Eğer biz yaradılışımızın dışına çıkarsak, sırf aklımız başımıza gelsin diye, şeytanlar ve cinler bize musallat edilir. Yoksa onların keyfiyyen bize musallat olma yetkileri ve izinleri yoktur. İnsanların mudahaleleri ve tetikleyicilikleri( büyü , muska ve tasallut etme gibi) olmasa ve de onlara zarar verecek hareketlerde bulunmazsak, onlarda bize zarar vermez. Biz onları rahatsız etmezsek, onlarda bizi rahatsız etmezler. Burada tek suçlu maalesef kendimiziz.

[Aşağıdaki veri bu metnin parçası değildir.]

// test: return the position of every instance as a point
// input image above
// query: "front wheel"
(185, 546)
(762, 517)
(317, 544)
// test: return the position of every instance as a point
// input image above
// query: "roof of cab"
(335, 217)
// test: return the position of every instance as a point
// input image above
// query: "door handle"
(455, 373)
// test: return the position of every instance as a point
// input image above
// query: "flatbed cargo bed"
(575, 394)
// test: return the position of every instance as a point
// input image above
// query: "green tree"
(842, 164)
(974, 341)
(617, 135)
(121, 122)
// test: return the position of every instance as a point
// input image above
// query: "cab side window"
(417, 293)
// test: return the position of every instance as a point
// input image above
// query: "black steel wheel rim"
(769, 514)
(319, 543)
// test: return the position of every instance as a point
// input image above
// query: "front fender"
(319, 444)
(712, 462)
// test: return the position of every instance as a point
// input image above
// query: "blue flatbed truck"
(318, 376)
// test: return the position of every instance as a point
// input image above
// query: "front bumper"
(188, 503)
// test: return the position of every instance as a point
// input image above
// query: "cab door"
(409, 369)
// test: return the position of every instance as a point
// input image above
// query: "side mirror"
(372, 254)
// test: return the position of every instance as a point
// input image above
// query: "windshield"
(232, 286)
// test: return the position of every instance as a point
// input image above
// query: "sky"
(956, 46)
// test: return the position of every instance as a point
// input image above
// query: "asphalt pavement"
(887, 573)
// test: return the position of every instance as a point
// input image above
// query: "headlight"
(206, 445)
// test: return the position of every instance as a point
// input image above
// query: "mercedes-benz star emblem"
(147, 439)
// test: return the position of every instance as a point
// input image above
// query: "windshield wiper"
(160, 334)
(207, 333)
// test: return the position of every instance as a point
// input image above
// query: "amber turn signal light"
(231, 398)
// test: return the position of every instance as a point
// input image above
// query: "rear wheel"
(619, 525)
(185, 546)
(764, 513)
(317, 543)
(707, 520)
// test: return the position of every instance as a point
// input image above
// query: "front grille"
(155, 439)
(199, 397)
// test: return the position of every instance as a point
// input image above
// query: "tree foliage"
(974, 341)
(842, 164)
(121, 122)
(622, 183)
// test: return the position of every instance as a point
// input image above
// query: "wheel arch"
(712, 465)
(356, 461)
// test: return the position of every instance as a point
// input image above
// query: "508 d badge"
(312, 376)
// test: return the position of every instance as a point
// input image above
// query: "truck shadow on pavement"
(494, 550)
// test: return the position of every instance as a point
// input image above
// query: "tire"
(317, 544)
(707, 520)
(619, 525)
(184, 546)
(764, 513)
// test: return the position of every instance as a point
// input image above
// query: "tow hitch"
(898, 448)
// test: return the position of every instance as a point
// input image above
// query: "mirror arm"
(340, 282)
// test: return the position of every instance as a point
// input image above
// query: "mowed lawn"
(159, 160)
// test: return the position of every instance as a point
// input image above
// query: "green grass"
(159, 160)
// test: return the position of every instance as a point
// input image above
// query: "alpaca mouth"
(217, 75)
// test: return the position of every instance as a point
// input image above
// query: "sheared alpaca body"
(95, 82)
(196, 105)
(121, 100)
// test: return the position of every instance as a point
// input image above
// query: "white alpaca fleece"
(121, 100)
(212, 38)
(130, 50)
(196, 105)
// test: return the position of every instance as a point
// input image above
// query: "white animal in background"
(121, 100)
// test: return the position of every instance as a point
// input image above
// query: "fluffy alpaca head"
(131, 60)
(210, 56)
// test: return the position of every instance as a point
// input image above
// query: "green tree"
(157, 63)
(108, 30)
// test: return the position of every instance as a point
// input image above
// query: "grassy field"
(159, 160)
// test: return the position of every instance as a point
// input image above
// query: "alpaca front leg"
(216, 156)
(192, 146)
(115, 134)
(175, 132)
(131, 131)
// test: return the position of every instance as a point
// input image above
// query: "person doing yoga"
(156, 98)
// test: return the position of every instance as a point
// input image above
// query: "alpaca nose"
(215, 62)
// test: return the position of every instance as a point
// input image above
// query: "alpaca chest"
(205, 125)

Bilindiği üzere bu dünyada ve kainat ta yaşayan tek akıl sahibi varlıklar biz değiliz. Cinler ve diğer ruhani varlıklarda bizlerle beraber yaşarlar ve onlarında hak ve hukukları vardır. Senin bulunduğun ve gezdiğin mekanda onlarda yaşar ve gezer. Sen onları rahatsız etmezsen, gittiğin yerlere besmele ve gerekli duaları okuyarak gitsen, onlarda sana asla bulaşmaz. Efendimiz neden her amelinde dular okurdu . Halbu ki kainat onun yüzü gözü hürmetine yaratılmış ve her şeye O efendi olmuştur. Ama yürürken , yemek yerken, yatarken, ihtiyaçlarını yerine getirirken. Abdest alırken, evden çıkarken, v.s kısacası her amelinde ayrı bir dua okurdu. İşte bunun hikmeti buydu. Yani bu şer güçlerin şerrinden emin olmak için. Sen savaşa devletin verdiği zırhı giymeden çık, ok saplanınca da, ben devlet için savaştım, neden devlet bana ok saplanmasına göz yumdu de. Bu ne kadar haksız bir şikayettir. Sen devletin verdiği zırhı giyseydin, ok zırha çarpacak ve bedenine zarar vermeyecekti. İşte efendimizde bize lazım olan zırhları bize bildirmiş. Takarsak yara almayız, takmazsak, acı çekmekteki tek kabahatli kendimiz olacağız. Çünkü savaş her daim var. Bize Kur an gibi bir kale inşa edilmiş. Sen o kaleden dışarı çıkarsan, düşmanın eline düşer ve maskarası olursun. Bunda da tek kabahatli yine sen olursun.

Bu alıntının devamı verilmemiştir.